Mol Metab 2021 May 6:101247. Epub 2021 May 6.

Department of Molecular Biosciences, The Wenner-Gren Institute, Stockholm University, SE-106 91, Stockholm, Sweden. Electronic address:

Objective: The potential of brown adipose tissue (BAT) to influence energy homeostasis in animals and humans is encouraging since the tissue can increase fatty acid and glucose utilization to produce heat through uncoupling protein 1 (UCP1) but the actual mechanism how the cell regulates glucose uptake is not fully understood. Myosin 1c (Myo1c) is an unconventional motor protein involved in several cellular processes, including insulin-mediated glucose uptake via GLUT4 vesicle fusion in white adipocytes but its role in glucose uptake in BAT has previously not been investigated.

Methods: Using the specific inhibitor pentachloropseudilin (PCIP), a neutralizing antibody assay and siRNA, we examined the role of Myo1c in mechanisms leading to glucose uptake both in vitro in isolated mouse primary adipocytes and in vivo in mice.
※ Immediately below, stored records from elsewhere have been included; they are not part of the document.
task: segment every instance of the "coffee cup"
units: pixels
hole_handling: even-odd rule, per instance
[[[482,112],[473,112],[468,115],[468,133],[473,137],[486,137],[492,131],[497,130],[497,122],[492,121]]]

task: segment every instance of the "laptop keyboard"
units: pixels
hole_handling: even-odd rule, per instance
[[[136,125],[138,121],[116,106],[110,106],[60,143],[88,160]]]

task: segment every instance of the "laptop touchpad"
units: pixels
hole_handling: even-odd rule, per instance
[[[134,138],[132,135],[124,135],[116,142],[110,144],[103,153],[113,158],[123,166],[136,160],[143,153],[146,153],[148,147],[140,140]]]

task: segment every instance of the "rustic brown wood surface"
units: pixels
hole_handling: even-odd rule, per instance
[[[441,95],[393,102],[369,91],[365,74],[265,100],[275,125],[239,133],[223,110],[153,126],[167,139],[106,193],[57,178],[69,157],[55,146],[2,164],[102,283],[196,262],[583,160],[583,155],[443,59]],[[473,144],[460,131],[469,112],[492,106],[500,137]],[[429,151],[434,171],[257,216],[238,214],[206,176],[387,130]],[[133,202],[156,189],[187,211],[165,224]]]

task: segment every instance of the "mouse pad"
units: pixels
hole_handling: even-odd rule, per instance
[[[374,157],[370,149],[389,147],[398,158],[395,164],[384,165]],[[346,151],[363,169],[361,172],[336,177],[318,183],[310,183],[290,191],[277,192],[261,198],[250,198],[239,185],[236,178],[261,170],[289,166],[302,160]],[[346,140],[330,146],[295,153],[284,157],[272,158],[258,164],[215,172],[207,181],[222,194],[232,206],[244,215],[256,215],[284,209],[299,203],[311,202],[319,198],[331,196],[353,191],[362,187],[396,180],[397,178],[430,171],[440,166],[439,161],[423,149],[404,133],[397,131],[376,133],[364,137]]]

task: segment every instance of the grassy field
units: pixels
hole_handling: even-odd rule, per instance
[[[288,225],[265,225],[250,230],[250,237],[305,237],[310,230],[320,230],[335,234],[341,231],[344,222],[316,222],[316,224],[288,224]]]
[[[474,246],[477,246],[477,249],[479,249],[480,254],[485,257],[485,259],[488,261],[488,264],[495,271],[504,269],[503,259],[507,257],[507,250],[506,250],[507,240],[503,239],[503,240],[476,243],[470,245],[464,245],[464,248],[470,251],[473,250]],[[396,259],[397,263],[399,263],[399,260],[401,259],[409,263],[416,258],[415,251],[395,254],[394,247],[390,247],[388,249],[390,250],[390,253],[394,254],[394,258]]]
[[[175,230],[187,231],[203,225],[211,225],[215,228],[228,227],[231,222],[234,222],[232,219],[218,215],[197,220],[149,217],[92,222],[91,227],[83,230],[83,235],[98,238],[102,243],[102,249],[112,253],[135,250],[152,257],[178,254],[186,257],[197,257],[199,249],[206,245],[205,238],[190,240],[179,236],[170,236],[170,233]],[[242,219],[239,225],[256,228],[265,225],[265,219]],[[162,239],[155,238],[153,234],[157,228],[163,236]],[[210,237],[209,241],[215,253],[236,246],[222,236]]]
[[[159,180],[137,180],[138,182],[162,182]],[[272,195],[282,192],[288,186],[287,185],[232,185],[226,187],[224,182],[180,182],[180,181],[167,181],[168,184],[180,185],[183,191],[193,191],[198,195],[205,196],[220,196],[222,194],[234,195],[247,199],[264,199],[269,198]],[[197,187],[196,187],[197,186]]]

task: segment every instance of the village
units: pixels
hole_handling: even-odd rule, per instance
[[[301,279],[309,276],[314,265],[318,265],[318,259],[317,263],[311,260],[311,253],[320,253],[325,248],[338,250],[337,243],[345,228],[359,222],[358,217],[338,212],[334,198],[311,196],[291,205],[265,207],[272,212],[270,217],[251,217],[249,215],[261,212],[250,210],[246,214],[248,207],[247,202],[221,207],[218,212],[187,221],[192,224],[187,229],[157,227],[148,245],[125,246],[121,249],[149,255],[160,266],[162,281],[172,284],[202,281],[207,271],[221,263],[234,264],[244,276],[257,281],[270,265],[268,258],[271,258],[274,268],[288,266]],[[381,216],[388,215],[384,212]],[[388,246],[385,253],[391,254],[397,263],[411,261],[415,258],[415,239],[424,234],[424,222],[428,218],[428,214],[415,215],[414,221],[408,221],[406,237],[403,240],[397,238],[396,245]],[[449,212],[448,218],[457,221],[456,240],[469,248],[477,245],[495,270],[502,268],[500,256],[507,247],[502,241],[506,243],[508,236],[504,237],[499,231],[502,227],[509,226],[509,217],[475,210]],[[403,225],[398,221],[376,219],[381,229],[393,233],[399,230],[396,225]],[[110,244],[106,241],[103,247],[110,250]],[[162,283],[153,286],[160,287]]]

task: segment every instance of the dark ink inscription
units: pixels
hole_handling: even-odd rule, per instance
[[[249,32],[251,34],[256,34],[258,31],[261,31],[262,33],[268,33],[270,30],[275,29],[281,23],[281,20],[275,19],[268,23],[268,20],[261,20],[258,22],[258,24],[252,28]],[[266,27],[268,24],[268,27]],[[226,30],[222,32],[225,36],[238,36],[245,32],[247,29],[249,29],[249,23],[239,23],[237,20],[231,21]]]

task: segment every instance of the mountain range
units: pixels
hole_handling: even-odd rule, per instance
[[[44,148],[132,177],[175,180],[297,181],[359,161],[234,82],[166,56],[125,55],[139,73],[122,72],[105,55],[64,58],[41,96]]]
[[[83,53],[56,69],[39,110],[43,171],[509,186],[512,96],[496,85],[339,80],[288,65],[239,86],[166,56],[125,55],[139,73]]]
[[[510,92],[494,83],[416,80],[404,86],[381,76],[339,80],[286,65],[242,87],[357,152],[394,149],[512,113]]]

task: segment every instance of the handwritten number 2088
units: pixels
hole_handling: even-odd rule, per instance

Results: Our results show that inhibition of Myo1c removes insulin-stimulated glucose uptake in white adipocytes, while inducing glucose uptake in brown adipocytes, independently of GLUT4, by increasing expression, translation and translocation of GLUT1 to the plasma membrane. Inhibition of Myo1c leads to activation PKA and downstream substrates p38 and ATF-2, known to be involved in expression of β-adrenergic genes.

Conclusions: Myo1c is a PKA repressor and regulates glucose uptake into BAT.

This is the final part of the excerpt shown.